La experiencia nos muestra que el ser humano es un ser de sentimientos encontrados, muchas veces opuestos entre sí. Nuestras ideas y sentimientos siempre encierran una sombra. No podemos prescindir de nuestras zonas oscuras. “Ser dos es ser el día, que está formado por la mañana y por la noche,” dice un viejo proverbio. Hay en todos nosotros un hombre que quiere creer y un hombre que quiere comprender. Y con igual motivo alguien que no puede creer y alguien que no quiere comprender. Parecen cuatro personas distintas, pero son la misma. También sucede con el escritor y el lector. Ambos coexisten. Y en ambos coexisten a su vez un hombre de fe y un hombre de razón. Desde mi modesto punto de vista vivimos y nos desvivimos en un reflejo. Quizá la mejor definición del ser humano es la que le reconoce como el reflejo invertido de sí mismo.
Me referiré a mi novela Ali Bey, el Abasí, traducida al árabe por el gran escritor e hispanista Rifaar Atfee. Su escritura me permitió urdir un personaje en el que todas estas facetas de la personalidad se revelaban al unísono. Domingo Badía y Leblich, convertido en Alí Bey el Abasí, vivió con inusitada intensidad la confrontación que en parte pudo ser la de Oriente y Occidente. Ali Bey me dio la oportunidad de otorgar a un mismo cuerpo dos almas distintas. Sus dos ojos contemplaron con ópticas diversas las grandes transformaciones del mundo mediterráneo propiciado por la decadencia del Imperio Turco y las guerras napoleónicas.
¿Qué es lo que descubrió de sí mismo aquel hombre que era dos hombres al mismo tiempo? Por una parte el hombre de fe, por otra el hombre de razón. Que la vida es una creación colectiva por encima de las diferencias culturales, de sexo o religión. Que los seres humanos pertenecemos por entero a la naturaleza y al tiempo. Que la identidad es un juego. Que nomadeamos de máscara en máscara. Que tras la máscara de la ciudad se encuentra un desierto. Y tras la última máscara de la literatura todo vuelve a perder su nombre.
El desierto es el lugar de ruptura, de la quiebra de las identidades ficticias.

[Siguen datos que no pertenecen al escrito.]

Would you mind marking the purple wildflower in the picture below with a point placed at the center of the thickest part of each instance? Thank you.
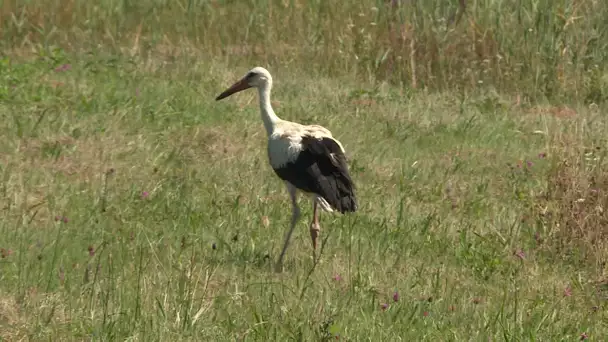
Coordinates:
(61, 275)
(63, 67)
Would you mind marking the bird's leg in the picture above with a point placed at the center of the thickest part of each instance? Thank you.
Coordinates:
(315, 228)
(295, 215)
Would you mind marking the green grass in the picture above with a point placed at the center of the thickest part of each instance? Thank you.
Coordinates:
(174, 217)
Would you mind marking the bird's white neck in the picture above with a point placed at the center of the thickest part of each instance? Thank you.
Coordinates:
(268, 116)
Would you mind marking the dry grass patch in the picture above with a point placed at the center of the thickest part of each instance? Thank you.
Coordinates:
(573, 211)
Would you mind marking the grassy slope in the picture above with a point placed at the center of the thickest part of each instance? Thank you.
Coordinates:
(442, 220)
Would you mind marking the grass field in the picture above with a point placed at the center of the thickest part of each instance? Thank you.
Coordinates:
(136, 207)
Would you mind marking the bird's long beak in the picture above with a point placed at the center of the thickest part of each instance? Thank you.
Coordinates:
(238, 86)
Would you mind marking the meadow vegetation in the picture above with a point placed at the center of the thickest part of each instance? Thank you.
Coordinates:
(134, 206)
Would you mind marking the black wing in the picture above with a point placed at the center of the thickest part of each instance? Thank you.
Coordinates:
(321, 169)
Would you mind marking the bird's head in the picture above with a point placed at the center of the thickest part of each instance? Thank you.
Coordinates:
(257, 77)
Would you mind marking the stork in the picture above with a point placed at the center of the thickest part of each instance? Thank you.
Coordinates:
(306, 157)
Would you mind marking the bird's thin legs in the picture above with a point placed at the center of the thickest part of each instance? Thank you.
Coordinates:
(315, 228)
(295, 215)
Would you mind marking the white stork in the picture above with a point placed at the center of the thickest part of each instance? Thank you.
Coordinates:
(306, 158)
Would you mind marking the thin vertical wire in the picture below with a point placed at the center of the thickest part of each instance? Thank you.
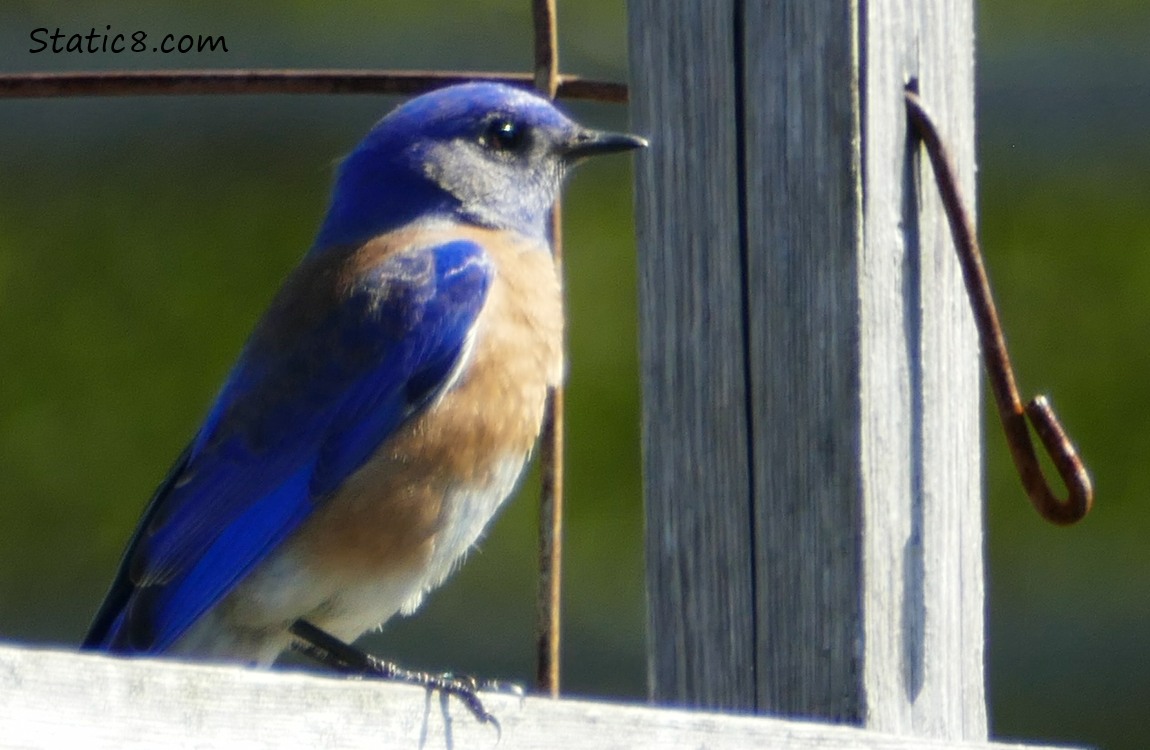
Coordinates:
(551, 449)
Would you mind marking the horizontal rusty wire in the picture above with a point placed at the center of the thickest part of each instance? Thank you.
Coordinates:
(33, 85)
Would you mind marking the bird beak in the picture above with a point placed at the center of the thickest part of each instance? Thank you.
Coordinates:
(592, 143)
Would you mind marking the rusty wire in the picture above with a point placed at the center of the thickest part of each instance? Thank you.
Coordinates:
(549, 601)
(999, 373)
(30, 85)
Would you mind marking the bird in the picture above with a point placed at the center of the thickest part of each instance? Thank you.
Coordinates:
(386, 403)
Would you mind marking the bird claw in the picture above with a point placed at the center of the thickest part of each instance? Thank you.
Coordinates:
(330, 651)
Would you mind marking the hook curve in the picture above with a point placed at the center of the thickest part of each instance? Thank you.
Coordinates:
(999, 372)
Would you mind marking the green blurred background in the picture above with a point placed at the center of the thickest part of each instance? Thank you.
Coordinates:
(139, 238)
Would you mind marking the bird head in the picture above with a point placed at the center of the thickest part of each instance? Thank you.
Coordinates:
(484, 153)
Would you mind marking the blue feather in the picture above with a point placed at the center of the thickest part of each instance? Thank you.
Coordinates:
(288, 428)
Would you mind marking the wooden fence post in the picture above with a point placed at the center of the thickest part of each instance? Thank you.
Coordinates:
(810, 367)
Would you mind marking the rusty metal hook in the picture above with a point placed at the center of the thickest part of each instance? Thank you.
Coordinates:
(999, 373)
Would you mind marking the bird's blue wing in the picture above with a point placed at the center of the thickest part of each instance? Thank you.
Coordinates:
(330, 373)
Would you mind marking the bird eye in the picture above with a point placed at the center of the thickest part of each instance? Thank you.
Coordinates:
(504, 135)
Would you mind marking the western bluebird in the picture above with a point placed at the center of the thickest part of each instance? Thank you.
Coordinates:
(385, 404)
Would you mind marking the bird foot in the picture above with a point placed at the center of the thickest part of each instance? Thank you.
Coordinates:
(332, 652)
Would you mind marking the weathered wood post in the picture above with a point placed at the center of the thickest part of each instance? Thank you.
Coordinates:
(810, 366)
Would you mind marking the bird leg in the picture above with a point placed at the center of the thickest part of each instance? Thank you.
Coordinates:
(330, 651)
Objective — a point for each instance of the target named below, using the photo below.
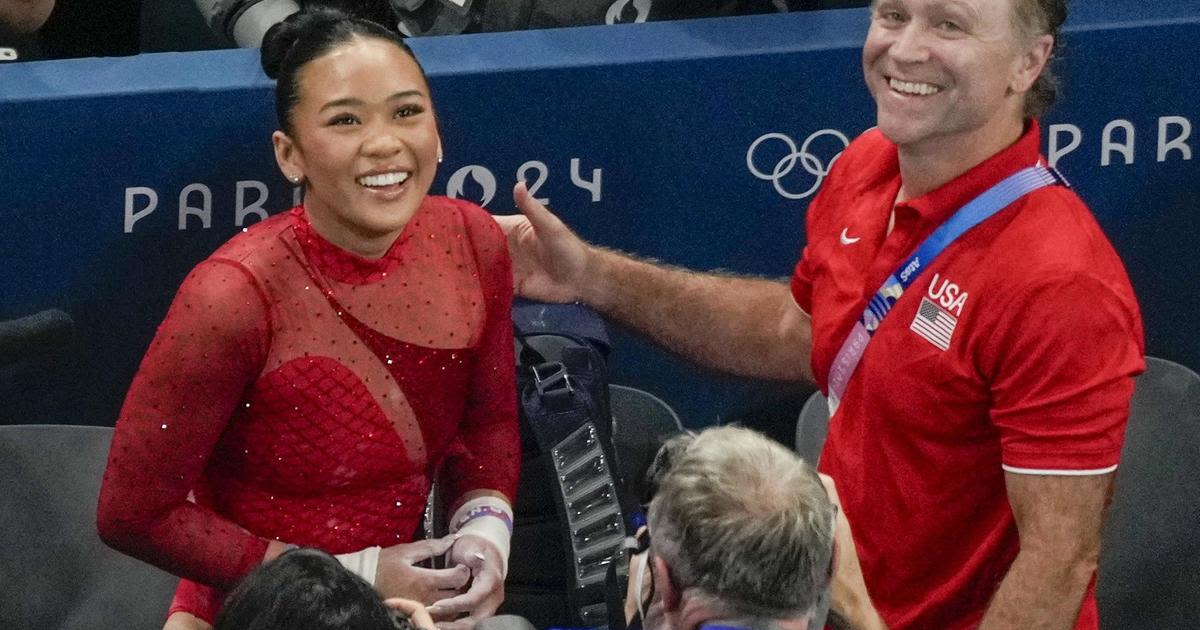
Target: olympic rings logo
(803, 155)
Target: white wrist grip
(361, 563)
(490, 519)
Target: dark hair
(1033, 19)
(291, 45)
(306, 589)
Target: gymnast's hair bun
(282, 36)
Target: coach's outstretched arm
(744, 325)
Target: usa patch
(934, 324)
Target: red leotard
(304, 394)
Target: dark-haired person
(317, 371)
(24, 16)
(977, 429)
(309, 589)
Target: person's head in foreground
(306, 589)
(742, 533)
(357, 125)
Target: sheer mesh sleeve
(209, 348)
(491, 456)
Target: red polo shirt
(1015, 351)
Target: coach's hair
(744, 523)
(1035, 18)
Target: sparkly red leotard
(304, 394)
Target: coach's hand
(550, 262)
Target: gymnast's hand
(486, 589)
(396, 576)
(550, 263)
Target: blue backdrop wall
(669, 139)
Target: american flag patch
(934, 324)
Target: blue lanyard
(976, 211)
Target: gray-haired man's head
(743, 523)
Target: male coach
(972, 327)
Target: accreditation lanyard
(972, 214)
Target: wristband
(490, 519)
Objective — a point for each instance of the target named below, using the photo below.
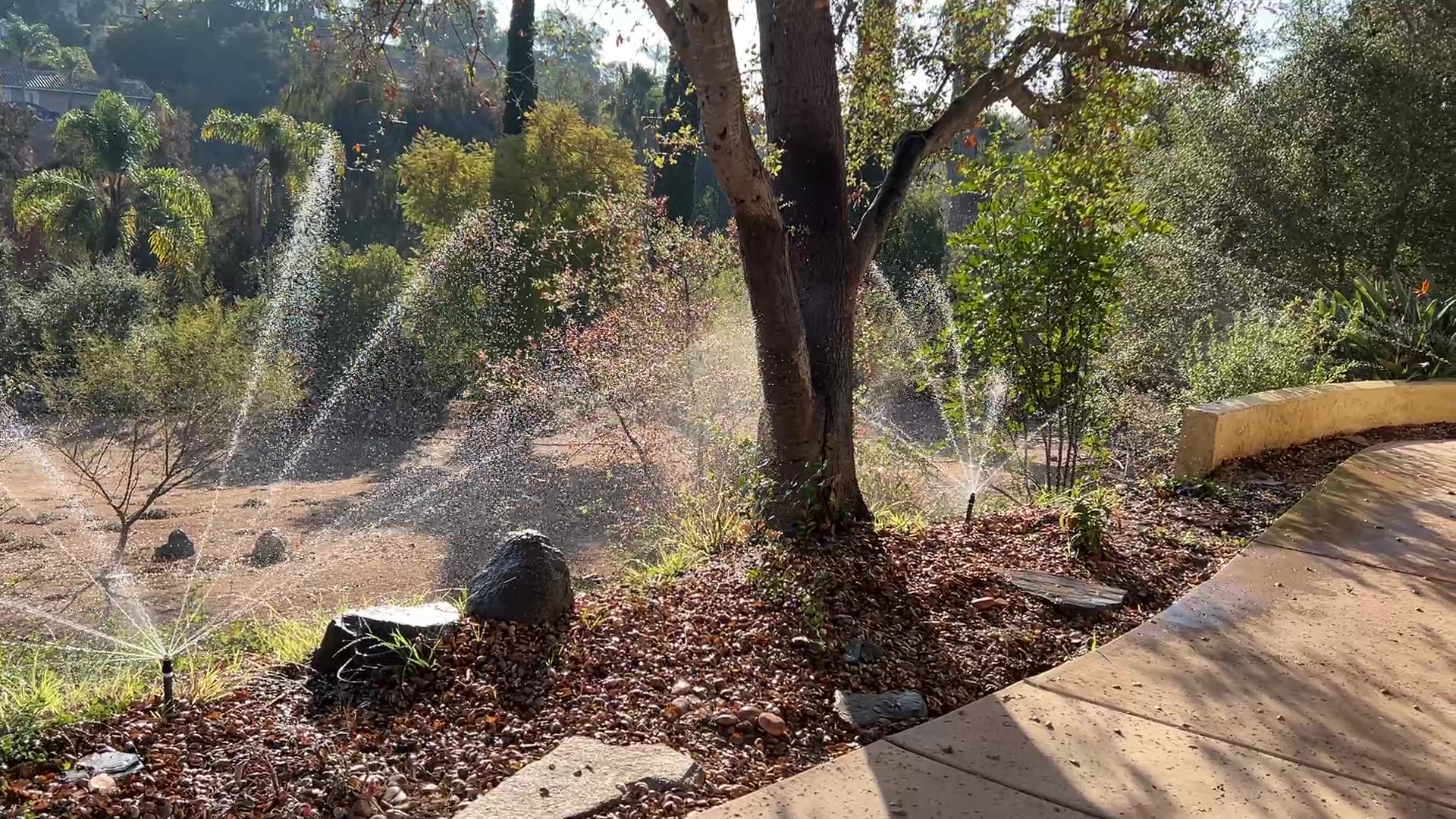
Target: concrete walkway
(1313, 676)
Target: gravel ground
(755, 629)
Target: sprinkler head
(168, 694)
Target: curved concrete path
(1313, 676)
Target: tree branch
(1033, 105)
(1008, 80)
(672, 25)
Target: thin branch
(1006, 79)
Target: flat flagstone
(582, 777)
(1062, 591)
(883, 781)
(1114, 764)
(1337, 665)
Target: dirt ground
(367, 519)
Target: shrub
(1085, 516)
(915, 243)
(551, 174)
(105, 297)
(197, 363)
(356, 289)
(1260, 350)
(1392, 331)
(469, 303)
(1038, 290)
(443, 180)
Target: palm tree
(74, 64)
(289, 150)
(28, 42)
(107, 194)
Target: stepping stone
(1065, 592)
(112, 763)
(870, 710)
(862, 651)
(582, 777)
(362, 640)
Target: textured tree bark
(802, 110)
(674, 181)
(520, 66)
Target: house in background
(52, 93)
(49, 95)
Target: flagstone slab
(1114, 764)
(1341, 667)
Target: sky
(632, 34)
(634, 37)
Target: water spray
(168, 694)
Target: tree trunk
(802, 110)
(111, 222)
(118, 554)
(520, 66)
(674, 181)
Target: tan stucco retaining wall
(1235, 428)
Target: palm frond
(177, 209)
(58, 202)
(237, 129)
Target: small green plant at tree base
(1085, 515)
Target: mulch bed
(756, 626)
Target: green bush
(1260, 350)
(1085, 515)
(93, 299)
(915, 243)
(1037, 293)
(469, 302)
(1391, 331)
(193, 369)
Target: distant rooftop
(34, 79)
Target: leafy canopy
(108, 196)
(289, 146)
(443, 180)
(549, 174)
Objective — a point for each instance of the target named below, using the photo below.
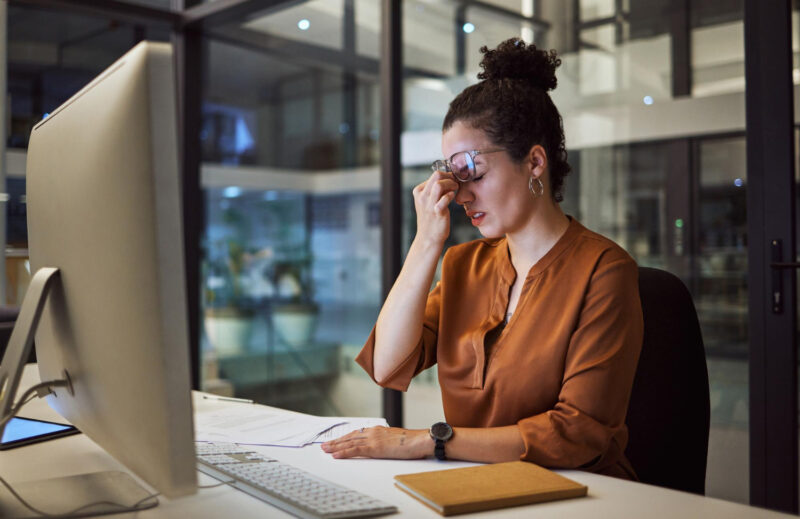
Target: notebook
(486, 487)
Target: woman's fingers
(444, 201)
(376, 442)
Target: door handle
(777, 266)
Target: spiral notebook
(487, 487)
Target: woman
(536, 328)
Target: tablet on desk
(23, 431)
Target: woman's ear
(537, 159)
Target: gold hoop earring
(541, 187)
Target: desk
(608, 497)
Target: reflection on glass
(720, 293)
(593, 9)
(318, 22)
(291, 268)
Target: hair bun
(513, 59)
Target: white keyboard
(298, 492)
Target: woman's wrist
(423, 443)
(427, 245)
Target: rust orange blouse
(563, 366)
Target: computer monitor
(104, 208)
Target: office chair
(669, 410)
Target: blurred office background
(652, 93)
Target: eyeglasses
(463, 165)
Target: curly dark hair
(512, 106)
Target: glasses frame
(446, 165)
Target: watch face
(441, 431)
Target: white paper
(257, 425)
(350, 425)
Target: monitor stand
(79, 495)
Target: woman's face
(497, 202)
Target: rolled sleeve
(586, 427)
(422, 357)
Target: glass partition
(291, 266)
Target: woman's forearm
(486, 445)
(399, 325)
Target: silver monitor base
(66, 494)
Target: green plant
(293, 282)
(226, 260)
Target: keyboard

En ese sentido es mucho más que una metáfora.
Ahora que todos los paisajes –decía Ali Bey antes de morir, mientras erraba por este mismo desierto que nos rodea– se han acotado en el reducido espacio de esta litera invadida por las tinieblas de la noche, creo que tengo derecho a decirlo: Los hombres que poseen un nombre renuncian a muchas cosas a cambio. Viven incrustados en sus lugares natales y jamás prosiguen los caminos, aun cuando sus trajines lo desmienten. El nombre es un muro que se levanta en torno al ser humano, un lugar inaccesible alejado de las rutas por donde pasa la vida y quien lo acarrea consigo siempre permanece en el mismo sitio aunque sus pies se alejen y su calzado reviente. Pero sobre todo os prevengo que el nombre, ningún nombre, está al abrigo de los saqueadores, de cualquier individuo osado, resuelto a apoderarse de él y a disfrutarlo y sufrirlo como se soporta un destino.
Es decir, se vive y se escribe a la intemperie. Otras disciplinan se reservan el universo. A los escritores nos conformamos con su sombra fugitiva en el desierto.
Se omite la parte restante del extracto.